Sehr geehrte Frau Präsidentin! Meine Damen und Herren! Lassen Sie mich mit der Frage nach den Gipfeln beginnen. Diese Ereignisse sind in diesen Tage ja in aller Munde. G-7-Außenministertreffen in Lübeck, G-7-Staatschefs in Elmau - und dazwischen der vermeintliche Polizeigipfel in SchleswigHolstein. Was medial als solcher beschrieben wurde, war tatsächlich die verabredungsgemäße Übergabe der polizeilichen Arbeitsgruppenergebnisse zur Wasserschutzpolizei und Verkehrsüberwachung von unserem Landespolizeidirektor Höhs an unseren Polizei-Abteilungsleiter Muhlack. Meine Staatssekretärin war während dieser Tage in Berlin. Ich selber war mit dem Kabinett in Brüssel. Es konnte an diesen Tagen also gar keinen Polizeigipfel geben. Demzufolge gibt es auch zu diesem Termin nichts zu berichten.
Gern will ich aber die echten Gipfel in diesem Jahr zum Anlass nehmen, um auf die aktuelle Belastungssituation unserer Landespolizei einzugehen. Die alle sieben oder acht Jahre wiederkehrenden Ereignisse eines weltpolitischen Gipfels in Deutschland haben allein durch das Ereignis, das wir in Lübeck ausrichten durften, sehr viele unserer Kräfte und unendlich viele Stunden gebunden.
Dass dazu in diesem Jahr auch noch die Einweihung der EZB in Frankfurt und der große Gipfel in Elmau kamen, sei nur noch am Rande erwähnt. Wir haben über alle diese Aspekte schon in den vergangenen Sitzungen mehrfach diskutiert.
Dass all dies aber in einer geschlossenen Polizeipersonalstruktur nicht einfach wegzustecken ist und natürlich bis ins letzte Glied wirkt, haben unsere Direktionsleiter zu Recht angemerkt und auf die besonderen Belastungen hingewiesen. Hierüber sind wir miteinander in einem sehr intensiven Diskurs. Gerade gestern haben wir in einer Runde mit allen Direktionsleitern und den Spitzen der Landespolizei noch einmal herausgearbeitet, dass es in diesen Fragen überhaupt keinen Dissens gibt.
Im Gegenteil gibt es Einvernehmen über den Weg zur Umsetzung des Stellenabbaus, aber auch über die Ideen zur Regulierung zusätzlicher Bedarfe.

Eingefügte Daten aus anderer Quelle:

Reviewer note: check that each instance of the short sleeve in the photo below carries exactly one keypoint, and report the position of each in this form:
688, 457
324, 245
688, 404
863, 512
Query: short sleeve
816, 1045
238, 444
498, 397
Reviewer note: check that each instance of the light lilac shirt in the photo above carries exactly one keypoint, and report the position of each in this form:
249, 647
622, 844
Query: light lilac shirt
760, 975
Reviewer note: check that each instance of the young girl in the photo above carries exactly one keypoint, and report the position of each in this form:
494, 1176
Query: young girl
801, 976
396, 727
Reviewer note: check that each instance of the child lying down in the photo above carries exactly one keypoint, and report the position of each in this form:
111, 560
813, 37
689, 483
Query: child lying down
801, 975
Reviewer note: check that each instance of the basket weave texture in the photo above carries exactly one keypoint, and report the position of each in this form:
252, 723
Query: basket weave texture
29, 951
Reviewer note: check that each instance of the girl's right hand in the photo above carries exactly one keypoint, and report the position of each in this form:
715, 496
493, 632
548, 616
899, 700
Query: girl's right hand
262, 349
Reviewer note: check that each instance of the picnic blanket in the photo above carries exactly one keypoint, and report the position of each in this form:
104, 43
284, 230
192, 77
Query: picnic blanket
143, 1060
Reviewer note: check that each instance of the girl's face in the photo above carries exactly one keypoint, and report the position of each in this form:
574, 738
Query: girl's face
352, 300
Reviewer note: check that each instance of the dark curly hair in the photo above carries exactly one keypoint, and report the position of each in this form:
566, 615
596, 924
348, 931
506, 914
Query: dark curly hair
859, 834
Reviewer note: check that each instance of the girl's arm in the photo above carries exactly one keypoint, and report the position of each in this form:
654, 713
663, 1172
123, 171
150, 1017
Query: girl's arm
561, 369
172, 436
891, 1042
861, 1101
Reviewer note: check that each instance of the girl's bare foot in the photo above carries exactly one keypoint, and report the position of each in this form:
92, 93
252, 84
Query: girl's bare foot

Denn die Belastungssituation bei der Landespolizei wird schon seit jeher geprägt durch die Personalstärke auf der einen und die Aufgabenlage auf der anderen Seite.
Von Beginn meiner Verantwortung an war mir wichtig, bei all dem immer beide Seiten zu betrachten. So darf es bei der sowieso schon angespannten Lage keine Stellenreduzierung ohne Aufgabenwegfall oder zumindest entsprechende Aufgabenreduzierung geben. Genau in diesem Sinne ist auch das von mir im Dezember 2014 vorgelegte Eckpunktepapier aufgebaut: Erst kommt die Aufgabenkritik, und nur nachlaufend kann die Personalstärke angepasst werden.
Die Steuerung der Personalstärke erfolgt - das ist bei der Polizei ganz normal - über die Einstellung von Nachwuchskräften. Ursprünglich war vorgesehen, schon 2015 die Einstellungszahlen von Nachwuchskräften im Verhältnis zu den voraussichtlichen Personalabgangszahlen um 30 zu reduzieren. Im Februar 2015 habe ich im Lichte der zusätzlichen Personalbedarfe unter anderem bei der Sicherung von Flüchtlingseinrichtungen und im Einvernehmen mit der Landesregierung entschieden, davon Abstand zu nehmen. Damit schaffen wir auch eine Kontinuität in der Auslastung unserer Ausbildungseinrichtungen.
Für die Nachwuchseinstellung 2016 steht sogar in Aussicht, dass wegen des doppelten Abiturjahrgangs allein bei der Landespolizei im Vorgriff auf die kommenden Jahre 45 Stellen mehr besetzt werden, als nach den voraussichtlichen Altersabgängen 2018/2019 notwendig wäre.
Über die weiteren Nachwuchseinstellungszahlen 2017 wird, wie es ganz normal ist, jeweils einige Monate vor dem jeweiligen Einstellungsverfahren zu entscheiden sein.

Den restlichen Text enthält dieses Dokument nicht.